Years active: 1959–2020
Movies/TV: “Star Trek”
Bottom line: Nichelle Nichols is best known for her groundbreaking portrayal of Lieutenant Uhura on “Star Trek,” one of the first major reoccurring roles in a series for a Black woman.
Nichols was tempted to leave the series during its first year, but the one and only Martin Luther King Jr. talked her out of it. One weekend, while attending an NAACP banquet, she was told a fan wanted to meet her.

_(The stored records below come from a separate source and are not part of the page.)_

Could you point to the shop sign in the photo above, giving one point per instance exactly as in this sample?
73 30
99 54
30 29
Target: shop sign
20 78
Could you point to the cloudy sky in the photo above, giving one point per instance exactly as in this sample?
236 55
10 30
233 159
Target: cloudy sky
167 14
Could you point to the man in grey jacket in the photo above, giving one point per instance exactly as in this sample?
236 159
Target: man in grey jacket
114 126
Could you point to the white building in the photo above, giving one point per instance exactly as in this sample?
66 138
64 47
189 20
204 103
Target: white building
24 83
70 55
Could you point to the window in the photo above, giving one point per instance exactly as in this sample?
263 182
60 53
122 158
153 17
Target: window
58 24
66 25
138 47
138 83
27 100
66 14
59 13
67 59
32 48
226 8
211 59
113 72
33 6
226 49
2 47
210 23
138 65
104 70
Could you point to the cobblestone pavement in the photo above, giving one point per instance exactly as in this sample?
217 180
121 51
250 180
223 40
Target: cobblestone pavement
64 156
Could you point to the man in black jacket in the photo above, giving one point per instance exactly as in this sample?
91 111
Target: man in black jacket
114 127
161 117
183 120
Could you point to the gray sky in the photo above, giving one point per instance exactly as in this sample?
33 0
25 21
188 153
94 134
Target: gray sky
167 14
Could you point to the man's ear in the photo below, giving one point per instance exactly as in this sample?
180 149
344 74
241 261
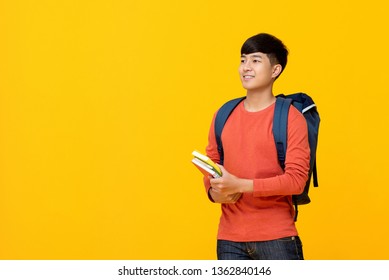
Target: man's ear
276 70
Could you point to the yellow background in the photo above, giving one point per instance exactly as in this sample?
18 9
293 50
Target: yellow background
102 103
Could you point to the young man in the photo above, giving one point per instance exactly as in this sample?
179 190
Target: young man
255 193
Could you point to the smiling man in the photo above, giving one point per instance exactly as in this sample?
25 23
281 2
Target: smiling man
255 192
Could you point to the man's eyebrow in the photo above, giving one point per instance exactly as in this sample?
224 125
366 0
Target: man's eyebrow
254 55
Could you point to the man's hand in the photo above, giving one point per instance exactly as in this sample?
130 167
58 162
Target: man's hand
222 198
229 184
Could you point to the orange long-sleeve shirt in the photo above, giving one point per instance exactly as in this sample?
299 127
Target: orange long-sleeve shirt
250 152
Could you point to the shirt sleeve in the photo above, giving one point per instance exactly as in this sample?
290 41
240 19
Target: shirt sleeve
212 153
295 175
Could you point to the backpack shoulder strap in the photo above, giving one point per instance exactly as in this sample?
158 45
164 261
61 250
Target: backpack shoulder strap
221 119
280 127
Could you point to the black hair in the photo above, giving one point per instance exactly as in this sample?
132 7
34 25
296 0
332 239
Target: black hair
273 47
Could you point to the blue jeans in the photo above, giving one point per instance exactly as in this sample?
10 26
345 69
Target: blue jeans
288 248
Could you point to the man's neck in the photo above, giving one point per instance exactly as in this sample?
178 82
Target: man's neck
258 100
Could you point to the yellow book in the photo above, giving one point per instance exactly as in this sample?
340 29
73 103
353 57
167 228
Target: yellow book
209 163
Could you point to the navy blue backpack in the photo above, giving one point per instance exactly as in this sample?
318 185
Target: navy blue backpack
307 107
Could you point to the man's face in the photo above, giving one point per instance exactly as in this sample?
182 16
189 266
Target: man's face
256 71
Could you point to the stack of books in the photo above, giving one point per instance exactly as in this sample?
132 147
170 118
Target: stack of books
206 165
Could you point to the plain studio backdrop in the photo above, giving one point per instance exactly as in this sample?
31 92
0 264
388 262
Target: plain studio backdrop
102 103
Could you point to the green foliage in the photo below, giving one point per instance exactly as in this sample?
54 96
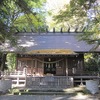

“I thought it was a Trekkie, and so I said, ‘Sure.’ I looked across the room and whoever the fan was had to wait because there was Dr. Martin Luther King walking toward me with this big grin on his face. He reached out to me and said, ‘Yes, Ms. Nichols, I am your greatest fan.’ He said that ‘Star Trek’ was the only show that he, and his wife Coretta, would allow their three little children to stay up and watch.
“I never got to tell him why [she wanted to leave] because he said, ‘You cannot, you cannot…for the first time on television, we will be seen as we should be seen every day, as intelligent, quality, beautiful, people who can sing, dance, and can go to space, who are professors, lawyers. … If you leave, that door can be closed because your role is not a Black role, and is not a female role. He can fill it with anybody, even an alien.'”
Her kiss with actor William Shatner on “Star Trek” was the first interracial kiss in a series on U.S. television.